I have a confession to make. My confession is that I struggle with people pleasing. As the chains of bondage are lifted, I realize that I cannot please God and man. Through unfortunate circumstances, someone I care deeply about is no longer speaking to me for the time being. I am not sure when she will decide that she wishes to speak with me again. The knowledge of this tears my heart into shreds. Through my prayers and tears Jesus has whispered softly in my ear to rest in him alone. He says that my validation, self-worth and value all come through him and him alone.
I will continue to pray for my relationship with my dear loved one. Although now I realize its not Gods plan to put so much into being validated by man. Jesus will never let me down. He will never refuse to speak with me . His love will not be withheld because of something that I did or did not do. I cannot earn his love. No matter what I do, he will be by my side , because he loves me unconditionally without strings attached. It’s foolish to expect this from human relations.
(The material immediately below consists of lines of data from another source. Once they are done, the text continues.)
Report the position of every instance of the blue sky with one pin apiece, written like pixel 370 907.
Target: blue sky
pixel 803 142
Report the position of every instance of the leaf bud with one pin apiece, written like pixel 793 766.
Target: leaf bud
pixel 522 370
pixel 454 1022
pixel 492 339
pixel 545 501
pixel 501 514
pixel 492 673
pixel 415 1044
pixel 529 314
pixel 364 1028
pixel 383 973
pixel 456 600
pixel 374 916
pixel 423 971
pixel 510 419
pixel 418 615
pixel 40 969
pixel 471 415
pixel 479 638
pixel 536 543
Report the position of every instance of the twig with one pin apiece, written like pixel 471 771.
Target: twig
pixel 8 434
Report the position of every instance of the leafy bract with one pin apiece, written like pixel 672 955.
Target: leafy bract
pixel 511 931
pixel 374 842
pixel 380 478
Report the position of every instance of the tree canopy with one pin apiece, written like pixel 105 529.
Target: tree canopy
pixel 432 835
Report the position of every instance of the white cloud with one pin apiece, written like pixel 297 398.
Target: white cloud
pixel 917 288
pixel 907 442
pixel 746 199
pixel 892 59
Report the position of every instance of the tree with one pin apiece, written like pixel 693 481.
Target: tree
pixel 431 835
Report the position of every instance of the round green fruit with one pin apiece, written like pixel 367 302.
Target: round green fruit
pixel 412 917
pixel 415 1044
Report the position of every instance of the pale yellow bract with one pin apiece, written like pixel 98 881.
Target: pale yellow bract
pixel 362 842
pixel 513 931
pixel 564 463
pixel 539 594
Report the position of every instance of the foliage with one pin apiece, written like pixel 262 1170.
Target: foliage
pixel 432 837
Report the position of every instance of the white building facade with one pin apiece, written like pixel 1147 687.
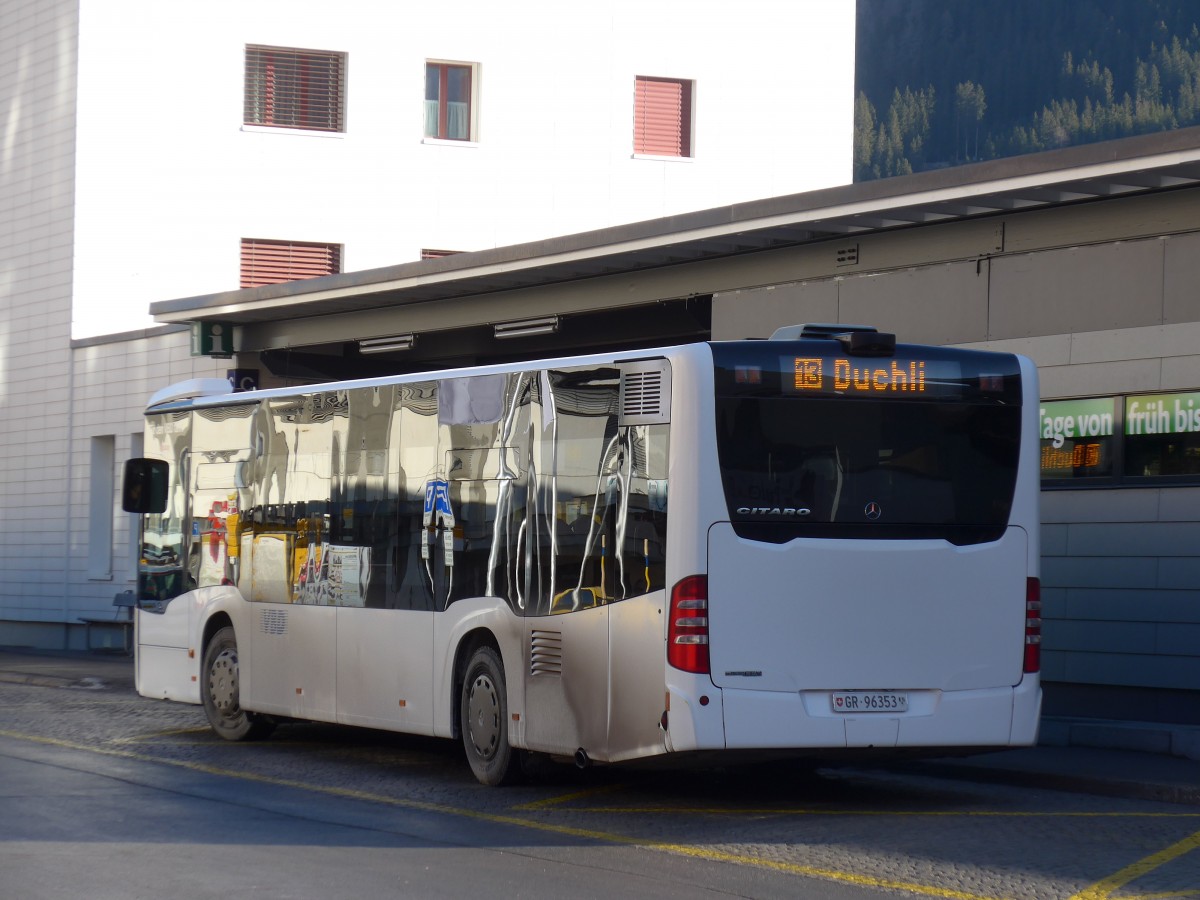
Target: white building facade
pixel 147 150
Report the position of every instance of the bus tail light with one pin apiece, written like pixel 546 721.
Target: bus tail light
pixel 1032 625
pixel 688 625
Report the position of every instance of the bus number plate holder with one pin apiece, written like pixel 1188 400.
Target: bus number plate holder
pixel 869 702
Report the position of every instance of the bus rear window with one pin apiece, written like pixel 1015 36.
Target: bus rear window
pixel 827 465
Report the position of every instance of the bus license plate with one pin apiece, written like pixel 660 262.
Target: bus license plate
pixel 869 702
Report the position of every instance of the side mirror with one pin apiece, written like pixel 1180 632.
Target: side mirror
pixel 144 486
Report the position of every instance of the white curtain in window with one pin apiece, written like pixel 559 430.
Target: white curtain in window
pixel 459 121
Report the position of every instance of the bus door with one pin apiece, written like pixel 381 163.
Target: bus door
pixel 569 539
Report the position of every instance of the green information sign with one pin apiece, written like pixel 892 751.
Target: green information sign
pixel 1065 420
pixel 1163 414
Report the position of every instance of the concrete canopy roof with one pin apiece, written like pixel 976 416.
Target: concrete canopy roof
pixel 1139 165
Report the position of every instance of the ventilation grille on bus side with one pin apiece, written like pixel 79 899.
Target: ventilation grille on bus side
pixel 546 653
pixel 274 622
pixel 646 393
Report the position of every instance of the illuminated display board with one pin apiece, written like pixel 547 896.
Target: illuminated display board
pixel 909 378
pixel 816 369
pixel 1078 437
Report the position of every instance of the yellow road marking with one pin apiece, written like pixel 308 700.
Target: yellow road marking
pixel 568 798
pixel 1104 888
pixel 169 733
pixel 1102 891
pixel 865 813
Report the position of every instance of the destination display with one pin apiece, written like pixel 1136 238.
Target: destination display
pixel 816 369
pixel 901 378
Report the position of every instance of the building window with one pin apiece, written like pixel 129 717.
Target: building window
pixel 449 90
pixel 273 262
pixel 663 117
pixel 295 89
pixel 1121 439
pixel 101 507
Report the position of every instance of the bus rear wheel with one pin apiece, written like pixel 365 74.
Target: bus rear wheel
pixel 484 719
pixel 221 694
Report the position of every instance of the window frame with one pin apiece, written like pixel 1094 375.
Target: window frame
pixel 307 259
pixel 1119 478
pixel 472 118
pixel 651 100
pixel 269 70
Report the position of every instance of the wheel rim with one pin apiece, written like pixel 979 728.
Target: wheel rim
pixel 484 717
pixel 223 683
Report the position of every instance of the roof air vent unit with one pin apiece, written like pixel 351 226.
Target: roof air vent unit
pixel 646 393
pixel 855 340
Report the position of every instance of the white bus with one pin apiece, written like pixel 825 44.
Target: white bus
pixel 815 544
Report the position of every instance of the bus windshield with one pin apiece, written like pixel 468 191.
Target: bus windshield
pixel 819 445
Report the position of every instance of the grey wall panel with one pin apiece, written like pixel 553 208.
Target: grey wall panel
pixel 1147 539
pixel 1180 504
pixel 1181 275
pixel 1119 220
pixel 940 304
pixel 1090 573
pixel 1181 373
pixel 1115 637
pixel 1179 574
pixel 1054 665
pixel 1177 640
pixel 1131 605
pixel 1077 289
pixel 1131 376
pixel 1138 505
pixel 759 312
pixel 1144 671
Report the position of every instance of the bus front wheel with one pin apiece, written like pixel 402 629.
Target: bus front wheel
pixel 221 694
pixel 484 719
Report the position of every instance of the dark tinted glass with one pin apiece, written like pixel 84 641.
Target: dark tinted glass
pixel 868 463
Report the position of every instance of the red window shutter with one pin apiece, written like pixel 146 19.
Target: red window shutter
pixel 274 262
pixel 294 89
pixel 663 117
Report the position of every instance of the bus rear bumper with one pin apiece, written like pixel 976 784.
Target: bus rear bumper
pixel 987 718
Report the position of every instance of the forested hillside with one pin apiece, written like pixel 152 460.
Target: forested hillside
pixel 946 82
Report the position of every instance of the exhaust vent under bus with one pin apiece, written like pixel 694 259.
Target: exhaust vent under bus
pixel 646 393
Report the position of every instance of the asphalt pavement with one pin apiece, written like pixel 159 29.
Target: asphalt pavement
pixel 1134 760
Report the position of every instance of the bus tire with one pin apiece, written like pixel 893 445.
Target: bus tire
pixel 484 717
pixel 220 691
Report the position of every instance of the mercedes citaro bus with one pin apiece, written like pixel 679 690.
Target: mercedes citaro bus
pixel 815 544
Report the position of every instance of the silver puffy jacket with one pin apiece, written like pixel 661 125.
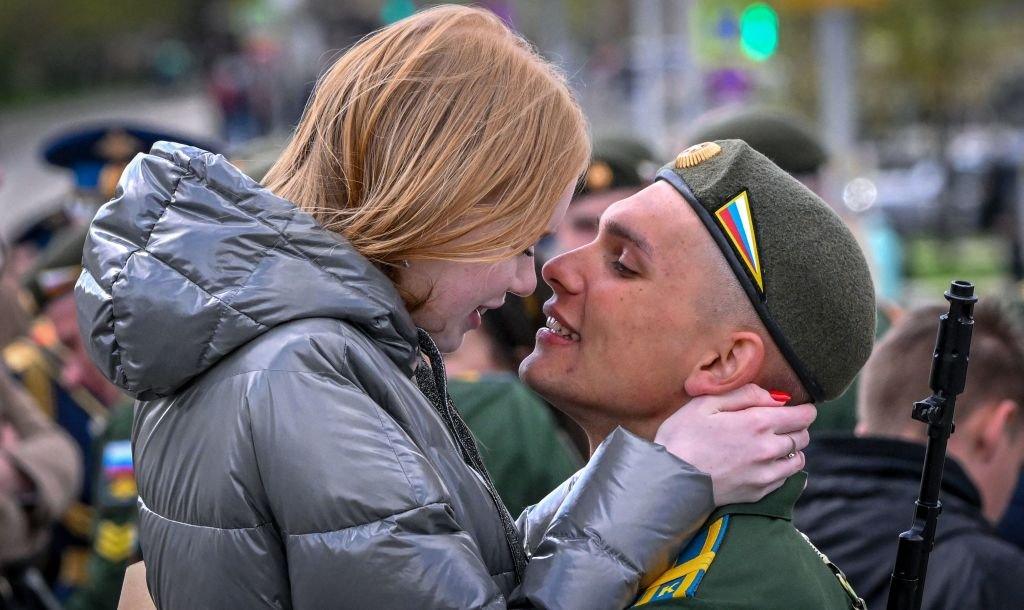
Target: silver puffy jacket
pixel 286 458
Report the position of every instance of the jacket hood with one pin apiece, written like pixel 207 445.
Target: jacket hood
pixel 193 259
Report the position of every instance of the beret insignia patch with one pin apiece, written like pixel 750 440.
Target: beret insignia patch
pixel 696 155
pixel 737 222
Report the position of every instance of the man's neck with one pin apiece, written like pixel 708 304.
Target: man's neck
pixel 598 428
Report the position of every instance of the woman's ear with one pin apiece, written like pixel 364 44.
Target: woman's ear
pixel 734 362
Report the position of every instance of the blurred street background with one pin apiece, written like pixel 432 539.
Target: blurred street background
pixel 921 101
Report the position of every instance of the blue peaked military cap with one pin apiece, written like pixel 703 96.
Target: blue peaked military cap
pixel 85 149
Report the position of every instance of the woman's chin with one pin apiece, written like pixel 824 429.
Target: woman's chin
pixel 448 341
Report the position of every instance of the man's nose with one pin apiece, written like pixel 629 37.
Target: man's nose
pixel 524 281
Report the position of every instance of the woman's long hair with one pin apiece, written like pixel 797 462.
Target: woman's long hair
pixel 430 128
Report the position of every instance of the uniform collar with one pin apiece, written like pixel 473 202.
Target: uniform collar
pixel 777 505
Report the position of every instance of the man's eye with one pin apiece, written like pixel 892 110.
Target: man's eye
pixel 623 269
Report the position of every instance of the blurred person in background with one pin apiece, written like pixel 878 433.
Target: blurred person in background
pixel 294 441
pixel 40 469
pixel 99 534
pixel 861 489
pixel 96 535
pixel 619 168
pixel 501 411
pixel 791 142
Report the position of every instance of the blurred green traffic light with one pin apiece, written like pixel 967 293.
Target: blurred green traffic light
pixel 394 10
pixel 759 31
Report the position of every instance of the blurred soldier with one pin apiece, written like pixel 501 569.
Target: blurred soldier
pixel 96 536
pixel 619 169
pixel 861 490
pixel 40 472
pixel 792 143
pixel 502 411
pixel 100 532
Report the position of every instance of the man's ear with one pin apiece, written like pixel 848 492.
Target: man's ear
pixel 732 362
pixel 995 429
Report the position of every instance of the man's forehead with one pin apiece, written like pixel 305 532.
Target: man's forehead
pixel 657 213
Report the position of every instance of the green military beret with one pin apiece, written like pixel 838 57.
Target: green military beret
pixel 797 261
pixel 784 138
pixel 616 163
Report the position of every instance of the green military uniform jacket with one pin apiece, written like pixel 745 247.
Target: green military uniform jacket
pixel 524 450
pixel 115 539
pixel 751 556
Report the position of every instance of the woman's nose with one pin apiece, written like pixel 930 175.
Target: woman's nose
pixel 560 274
pixel 524 281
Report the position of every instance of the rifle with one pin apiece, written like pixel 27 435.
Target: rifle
pixel 949 360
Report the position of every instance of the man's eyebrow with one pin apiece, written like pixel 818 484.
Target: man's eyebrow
pixel 624 232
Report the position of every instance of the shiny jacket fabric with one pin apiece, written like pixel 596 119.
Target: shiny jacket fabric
pixel 285 456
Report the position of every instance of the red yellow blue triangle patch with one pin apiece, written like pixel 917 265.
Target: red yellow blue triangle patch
pixel 737 222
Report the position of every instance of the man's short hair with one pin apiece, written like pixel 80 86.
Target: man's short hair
pixel 897 374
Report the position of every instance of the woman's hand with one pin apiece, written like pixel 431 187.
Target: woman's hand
pixel 741 439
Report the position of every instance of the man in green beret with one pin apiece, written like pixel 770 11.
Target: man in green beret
pixel 725 272
pixel 792 143
pixel 619 168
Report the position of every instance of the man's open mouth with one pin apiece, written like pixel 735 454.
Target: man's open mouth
pixel 557 328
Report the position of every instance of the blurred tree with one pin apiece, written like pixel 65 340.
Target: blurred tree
pixel 60 45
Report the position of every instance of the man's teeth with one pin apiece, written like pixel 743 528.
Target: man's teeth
pixel 561 331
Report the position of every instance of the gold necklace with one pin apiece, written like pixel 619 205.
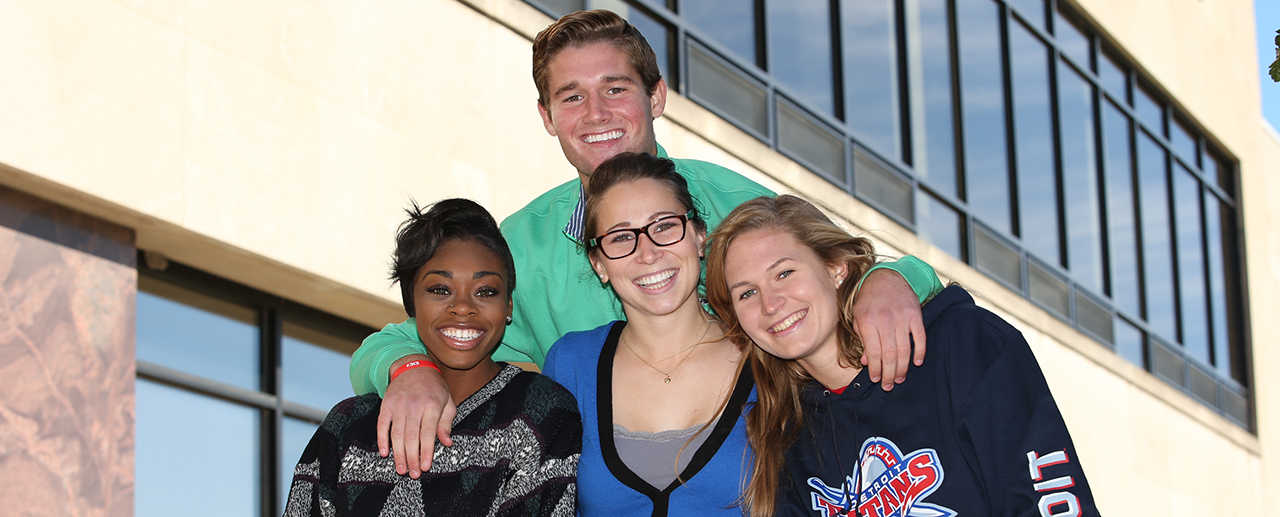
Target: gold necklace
pixel 666 375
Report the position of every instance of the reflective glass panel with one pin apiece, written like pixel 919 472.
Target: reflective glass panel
pixel 653 31
pixel 727 90
pixel 295 437
pixel 878 183
pixel 1157 243
pixel 1073 41
pixel 183 438
pixel 1191 264
pixel 728 23
pixel 1112 78
pixel 1221 298
pixel 1121 224
pixel 931 90
pixel 314 374
pixel 1080 178
pixel 1033 138
pixel 1183 142
pixel 1129 342
pixel 799 40
pixel 938 224
pixel 1032 10
pixel 1150 111
pixel 983 94
pixel 199 334
pixel 871 73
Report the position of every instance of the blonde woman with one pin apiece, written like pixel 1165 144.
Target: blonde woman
pixel 973 431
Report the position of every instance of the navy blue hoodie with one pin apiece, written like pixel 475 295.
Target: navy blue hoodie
pixel 973 431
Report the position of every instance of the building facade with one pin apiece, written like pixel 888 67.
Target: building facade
pixel 199 201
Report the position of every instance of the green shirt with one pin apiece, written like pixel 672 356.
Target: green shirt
pixel 556 289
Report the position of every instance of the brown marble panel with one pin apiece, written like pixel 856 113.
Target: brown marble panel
pixel 68 288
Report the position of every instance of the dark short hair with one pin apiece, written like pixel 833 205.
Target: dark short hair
pixel 585 27
pixel 429 228
pixel 629 167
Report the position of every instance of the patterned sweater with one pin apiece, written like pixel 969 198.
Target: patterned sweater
pixel 516 444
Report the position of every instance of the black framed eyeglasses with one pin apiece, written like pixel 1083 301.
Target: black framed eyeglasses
pixel 664 230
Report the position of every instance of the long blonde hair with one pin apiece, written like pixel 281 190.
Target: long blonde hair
pixel 773 422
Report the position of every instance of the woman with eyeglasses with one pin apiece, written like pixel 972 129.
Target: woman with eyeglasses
pixel 662 392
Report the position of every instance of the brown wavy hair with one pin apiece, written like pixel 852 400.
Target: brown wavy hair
pixel 773 422
pixel 585 27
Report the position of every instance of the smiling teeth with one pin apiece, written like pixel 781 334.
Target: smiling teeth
pixel 786 324
pixel 654 278
pixel 602 137
pixel 461 334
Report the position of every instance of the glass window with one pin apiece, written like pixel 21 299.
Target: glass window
pixel 295 437
pixel 803 28
pixel 995 257
pixel 1032 10
pixel 1080 178
pixel 1156 241
pixel 810 141
pixel 1093 316
pixel 312 371
pixel 880 184
pixel 1048 289
pixel 728 23
pixel 183 438
pixel 1129 342
pixel 940 224
pixel 727 90
pixel 1121 224
pixel 1191 265
pixel 1183 142
pixel 1033 138
pixel 871 73
pixel 931 90
pixel 982 88
pixel 1150 111
pixel 195 333
pixel 1073 41
pixel 1224 306
pixel 1112 78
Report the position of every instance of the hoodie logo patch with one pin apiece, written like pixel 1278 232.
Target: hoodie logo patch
pixel 888 484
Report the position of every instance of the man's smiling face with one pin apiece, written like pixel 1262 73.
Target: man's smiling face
pixel 597 105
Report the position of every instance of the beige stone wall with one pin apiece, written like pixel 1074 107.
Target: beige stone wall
pixel 274 143
pixel 67 329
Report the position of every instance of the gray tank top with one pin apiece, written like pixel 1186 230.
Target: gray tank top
pixel 652 456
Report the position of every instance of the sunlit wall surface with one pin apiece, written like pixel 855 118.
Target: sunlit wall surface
pixel 232 383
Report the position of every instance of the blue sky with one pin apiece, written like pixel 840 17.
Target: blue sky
pixel 1267 18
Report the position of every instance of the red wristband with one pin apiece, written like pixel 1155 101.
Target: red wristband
pixel 412 365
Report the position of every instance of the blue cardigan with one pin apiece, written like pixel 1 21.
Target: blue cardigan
pixel 583 361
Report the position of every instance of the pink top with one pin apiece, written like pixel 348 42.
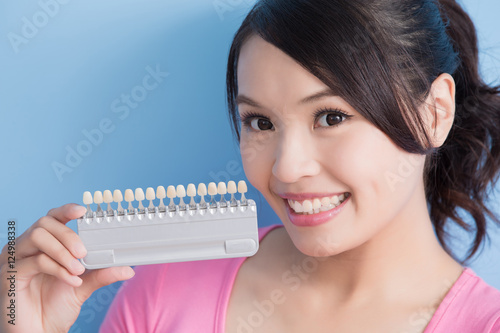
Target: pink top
pixel 193 297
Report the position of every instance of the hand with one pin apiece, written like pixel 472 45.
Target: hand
pixel 51 285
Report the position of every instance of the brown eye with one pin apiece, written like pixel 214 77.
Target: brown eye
pixel 260 124
pixel 330 118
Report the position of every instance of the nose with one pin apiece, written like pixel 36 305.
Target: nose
pixel 295 158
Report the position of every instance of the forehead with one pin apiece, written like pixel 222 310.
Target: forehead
pixel 268 74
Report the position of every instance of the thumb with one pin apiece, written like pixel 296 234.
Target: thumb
pixel 95 279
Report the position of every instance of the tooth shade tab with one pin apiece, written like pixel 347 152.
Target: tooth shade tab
pixel 129 195
pixel 242 187
pixel 160 192
pixel 107 196
pixel 150 194
pixel 139 194
pixel 212 188
pixel 181 191
pixel 221 188
pixel 98 197
pixel 191 190
pixel 171 193
pixel 202 189
pixel 231 187
pixel 117 196
pixel 87 198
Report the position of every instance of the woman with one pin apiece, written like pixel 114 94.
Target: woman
pixel 365 125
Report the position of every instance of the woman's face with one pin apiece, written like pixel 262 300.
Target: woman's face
pixel 304 149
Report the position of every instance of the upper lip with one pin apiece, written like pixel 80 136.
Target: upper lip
pixel 305 196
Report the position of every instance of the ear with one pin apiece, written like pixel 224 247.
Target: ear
pixel 440 108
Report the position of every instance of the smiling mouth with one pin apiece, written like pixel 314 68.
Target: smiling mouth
pixel 316 205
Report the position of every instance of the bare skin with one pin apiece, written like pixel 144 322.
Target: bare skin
pixel 375 267
pixel 51 285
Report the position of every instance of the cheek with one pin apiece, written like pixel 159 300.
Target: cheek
pixel 366 161
pixel 257 159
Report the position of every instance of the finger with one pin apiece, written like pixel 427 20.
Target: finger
pixel 67 212
pixel 42 263
pixel 95 279
pixel 48 244
pixel 31 245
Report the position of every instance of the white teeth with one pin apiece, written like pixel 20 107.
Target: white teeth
pixel 307 206
pixel 298 207
pixel 317 204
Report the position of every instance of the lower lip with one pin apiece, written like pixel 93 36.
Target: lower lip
pixel 306 220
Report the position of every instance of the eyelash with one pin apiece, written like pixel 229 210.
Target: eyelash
pixel 247 117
Putting unrealistic expectations on our human relationships result in heartbreak. Please don’t misunderstand, it’s not that I am giving up on my relationships with everyone. I have taken a step back and realized that relationships are not the deciding factor in my identity. Jesus is my creator and my all. My hope lies in him alone. He is my redeemer, friend and so much more.
I am excited to turn this page in my faith. The realization that my identity lies in Jesus alone is freeing beyond my wildest dreams. My aha moment has changed my heart. It still hurts to not speak with my loved one but I know that all things work together for the good of Christ. My prayer is for my loved one and I to reconcile with a stronger bond than ever. What the future of the circumstance holds I don’t know . Above all things I do know that I am a princess of a king. My Daddy Jesus is the prince of peace and my faith rests in him.